Set amidst a forest of post-eruption pioneering species, and smaller orchards within, the topography of the site posed many challenges, and great opportunities for privacy, immersion and unique experiences.
Creating a visual relationship between the architecture and landscape, gestures to the sun and its geometry are used throughout, floating amongst the treetops and co-existing harmoniously alongside a series of bridges that create a sense of connectedness from one valley to the next. Architecturally, the language is continued throughout the resort, with a light, natural approach that seeks to blend in rather than stand out, while encouraging guests to immerse themselves within this unique, wellness experience.
For its interior design, three key elements – the destination’s traditions, history and spectacular landscape – provide inspiration: Rituals that entice your senses are reflected in flowing and dynamic forms; the Tribe speaks to the past, experienced through modern, eclectic design elements; and Tropical Rejuvenation, which integrates the natural textures and forms.
Steep, sloped and surrounded by a natural ridge, the site’s primary challenge was to minimize impact on the environment and provide an efficient design. Located within the heart of the site, a key consideration was to ensure that the 200-key terraced Angsana resort appeared balanced from an architectural standpoint and spoke a consistent yet unobtrusive language with other elements of the development – particularly at night.
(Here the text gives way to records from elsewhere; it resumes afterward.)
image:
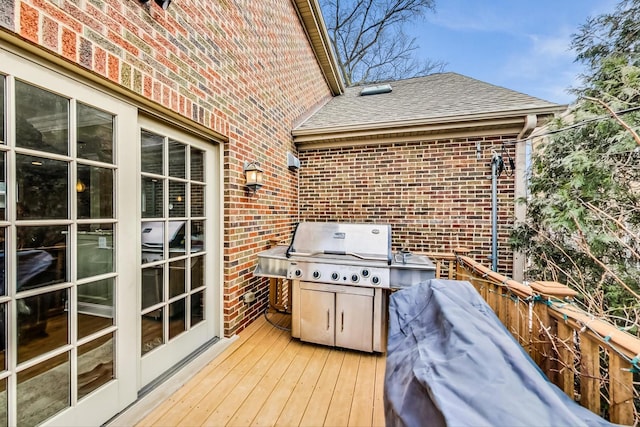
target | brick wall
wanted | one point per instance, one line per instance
(243, 68)
(435, 194)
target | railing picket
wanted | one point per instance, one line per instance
(589, 373)
(566, 355)
(620, 390)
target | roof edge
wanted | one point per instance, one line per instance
(407, 124)
(310, 16)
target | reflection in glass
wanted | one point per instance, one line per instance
(176, 238)
(197, 308)
(152, 289)
(177, 159)
(152, 201)
(3, 338)
(151, 330)
(3, 261)
(94, 189)
(197, 165)
(43, 390)
(152, 152)
(42, 256)
(197, 236)
(3, 188)
(3, 403)
(95, 249)
(197, 200)
(95, 364)
(152, 241)
(95, 307)
(176, 278)
(177, 199)
(95, 134)
(177, 322)
(43, 324)
(42, 119)
(43, 188)
(197, 272)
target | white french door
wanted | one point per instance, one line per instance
(63, 231)
(179, 289)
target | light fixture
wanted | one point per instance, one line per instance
(164, 4)
(253, 176)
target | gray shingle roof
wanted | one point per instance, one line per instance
(443, 95)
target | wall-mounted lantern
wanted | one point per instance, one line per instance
(253, 176)
(164, 4)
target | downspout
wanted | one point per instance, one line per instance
(520, 188)
(530, 122)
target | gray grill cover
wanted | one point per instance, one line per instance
(451, 362)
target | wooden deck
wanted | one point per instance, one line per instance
(266, 378)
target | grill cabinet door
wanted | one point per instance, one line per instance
(354, 321)
(317, 316)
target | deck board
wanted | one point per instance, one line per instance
(266, 378)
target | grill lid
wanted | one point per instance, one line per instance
(364, 241)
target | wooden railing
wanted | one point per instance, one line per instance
(590, 359)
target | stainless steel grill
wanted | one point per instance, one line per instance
(341, 274)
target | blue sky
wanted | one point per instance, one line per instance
(517, 44)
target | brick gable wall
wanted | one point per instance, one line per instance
(242, 68)
(435, 194)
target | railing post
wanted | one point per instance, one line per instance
(459, 269)
(543, 329)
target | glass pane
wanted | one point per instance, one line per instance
(152, 289)
(197, 236)
(43, 188)
(177, 199)
(177, 159)
(3, 188)
(42, 119)
(152, 152)
(197, 200)
(3, 339)
(152, 241)
(95, 307)
(95, 249)
(2, 115)
(95, 192)
(42, 256)
(197, 272)
(95, 134)
(176, 238)
(38, 399)
(197, 165)
(177, 320)
(151, 330)
(43, 324)
(3, 262)
(177, 278)
(197, 308)
(152, 202)
(95, 364)
(3, 403)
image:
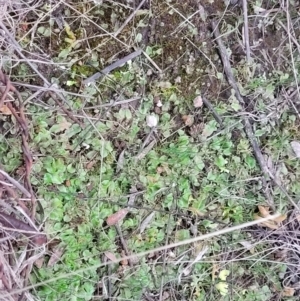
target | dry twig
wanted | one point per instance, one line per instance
(247, 125)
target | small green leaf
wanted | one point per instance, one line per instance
(222, 287)
(224, 274)
(45, 31)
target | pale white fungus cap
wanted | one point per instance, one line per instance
(152, 121)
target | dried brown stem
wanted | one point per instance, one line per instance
(247, 125)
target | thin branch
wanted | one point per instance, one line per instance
(129, 18)
(155, 250)
(213, 111)
(16, 183)
(113, 66)
(247, 125)
(246, 30)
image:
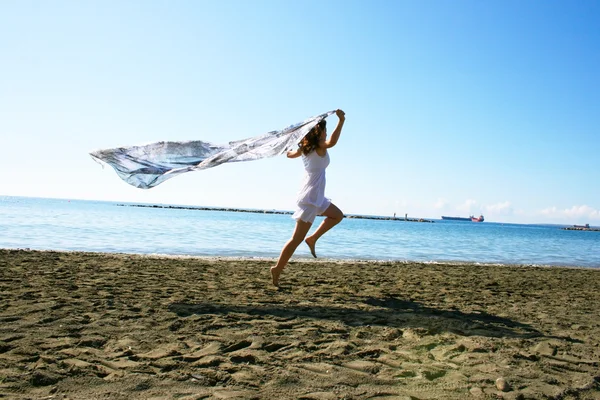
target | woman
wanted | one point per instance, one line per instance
(311, 199)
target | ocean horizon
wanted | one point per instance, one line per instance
(186, 230)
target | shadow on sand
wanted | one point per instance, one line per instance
(388, 311)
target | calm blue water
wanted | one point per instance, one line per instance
(106, 227)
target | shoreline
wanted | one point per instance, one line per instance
(113, 326)
(306, 259)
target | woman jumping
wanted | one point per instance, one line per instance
(311, 199)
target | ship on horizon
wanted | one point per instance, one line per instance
(470, 218)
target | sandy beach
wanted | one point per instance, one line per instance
(101, 326)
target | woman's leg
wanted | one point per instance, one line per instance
(333, 217)
(288, 250)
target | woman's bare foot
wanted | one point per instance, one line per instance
(311, 246)
(275, 272)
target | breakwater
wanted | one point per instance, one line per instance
(249, 210)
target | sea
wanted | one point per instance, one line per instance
(117, 227)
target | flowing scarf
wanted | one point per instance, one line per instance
(150, 165)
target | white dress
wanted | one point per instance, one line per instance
(311, 198)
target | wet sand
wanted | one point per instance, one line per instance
(100, 326)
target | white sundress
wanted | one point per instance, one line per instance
(311, 198)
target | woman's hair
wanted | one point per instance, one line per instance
(311, 141)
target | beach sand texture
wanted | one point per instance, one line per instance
(101, 326)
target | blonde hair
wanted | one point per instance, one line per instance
(311, 141)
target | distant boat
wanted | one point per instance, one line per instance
(456, 218)
(471, 218)
(480, 219)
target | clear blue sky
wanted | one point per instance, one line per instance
(453, 107)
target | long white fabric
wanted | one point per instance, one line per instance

Architecture was inspired by local traditional structures, mimicking an interesting rhythm of vertical fins on the facade while filtering light and allowing for natural ventilation. Equally, the use of prefabricated blocks for some of the accent spaces such as the main restaurant and pool bar reinterprets traditional block patterns.
Inside, the interior design experience emerges from a celebration of the lush green surrounds, the beauty of the paddy fields’ curvature, and the use of local patterns and materials, all of which bring guests an ultimate agrarian experience.